We decided to walk back to the house through the churchyard as, if we come down rather than go up the lane, it's easier for us to get sight of Dusty the Cat before our cat hating dog does. In the shadows, a middle aged lady in an anorak lurked, pointing what looked to be a remote control into the dusky night. Before we could quietly tiptoe into the ether, leaving her to her mad ramblings, she called over in a jovial manner to explain that she was bat hunting and that the gadget in her hand was a bat detector. Never one to miss a gadget, S was over like a shot. Interestingly, the detector didn't pick him up.
The educational bit (see http://www.bats.org.uk/pages/bat_detectors.html for more): bats emit high frequency calls that are beyond the range of human hearing and they use this noise to build up a 'sound picture' of their surroundings. Being of different sizes, bat species emit different calls. The bat detector can pick all of this up so that you can work out which bats are which from the sounds detected.

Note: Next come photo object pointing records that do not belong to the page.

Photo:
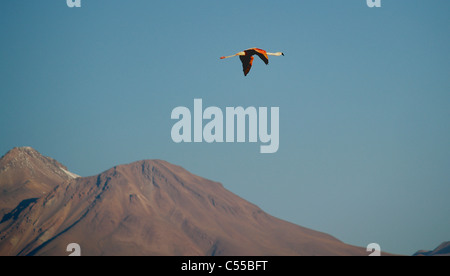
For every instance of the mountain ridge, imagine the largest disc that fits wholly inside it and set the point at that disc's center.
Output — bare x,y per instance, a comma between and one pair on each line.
152,207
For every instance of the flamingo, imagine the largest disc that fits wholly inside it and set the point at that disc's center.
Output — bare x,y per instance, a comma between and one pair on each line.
246,57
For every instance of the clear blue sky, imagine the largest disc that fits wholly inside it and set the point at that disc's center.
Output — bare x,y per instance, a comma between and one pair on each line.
364,97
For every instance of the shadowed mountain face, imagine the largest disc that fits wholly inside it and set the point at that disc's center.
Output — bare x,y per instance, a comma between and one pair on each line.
149,207
26,174
441,250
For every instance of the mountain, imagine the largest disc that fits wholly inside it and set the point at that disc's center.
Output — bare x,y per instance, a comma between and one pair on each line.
149,207
25,175
441,250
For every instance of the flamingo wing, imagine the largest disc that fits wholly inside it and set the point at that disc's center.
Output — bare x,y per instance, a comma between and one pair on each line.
247,62
262,54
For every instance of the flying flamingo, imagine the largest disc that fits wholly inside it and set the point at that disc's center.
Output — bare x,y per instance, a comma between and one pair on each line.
247,57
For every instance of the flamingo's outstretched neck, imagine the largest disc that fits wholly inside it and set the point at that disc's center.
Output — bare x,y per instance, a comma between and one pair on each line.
238,54
276,54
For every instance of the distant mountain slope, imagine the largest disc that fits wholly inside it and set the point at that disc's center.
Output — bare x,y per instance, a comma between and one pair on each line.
148,207
25,174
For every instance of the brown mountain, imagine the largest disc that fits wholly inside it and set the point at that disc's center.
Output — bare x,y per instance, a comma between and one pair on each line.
25,174
441,250
149,207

She'd had no luck so far that evening, although I helpfully mentioned that I'd just seen a small bat over by the golf course. She said that she often saw them in the vicinity of our garden. I've seen them there too but not often. She joined us on our walk back to the house and we picked up the sound of a common pipistrelle, although we couldn't see anything. These are the ones that emerge twenty minutes after sunset (how do they know?) and then flit past pursuing small insects, which they catch and eat while in flight. Apparently, they can munch their way through up to 3000 insects a night. They also like to hunt alone and don't like to share their food.
They may be roosting in the huge trees at the end of the garden or under their eaves. (Our walls, eaves and chimneys seem to be full of creatures - we've got jackdaws down the chimneys and swifts nesting in the eaves and walls. (Or are they house martins or swallows? I never know!)
On a more sinister note, something keeps eating our doves and pigeons. I saw it happen once. A buzzard caught one by the birdbath and despatched it down by the back garden gate. Not a pretty sight, although fantastic to see such a creature at such close quarters. Not sure that we can blame the buzzard for this current spate as it seems to happen over night. The dog has been freaked out in the garden at night times recently so maybe it is foxes. I expect he hates foxes too.
So now S wants a bat detector. Let's hope Apple do one. And the good news is that the dog doesn't appear to hate bats. Yet.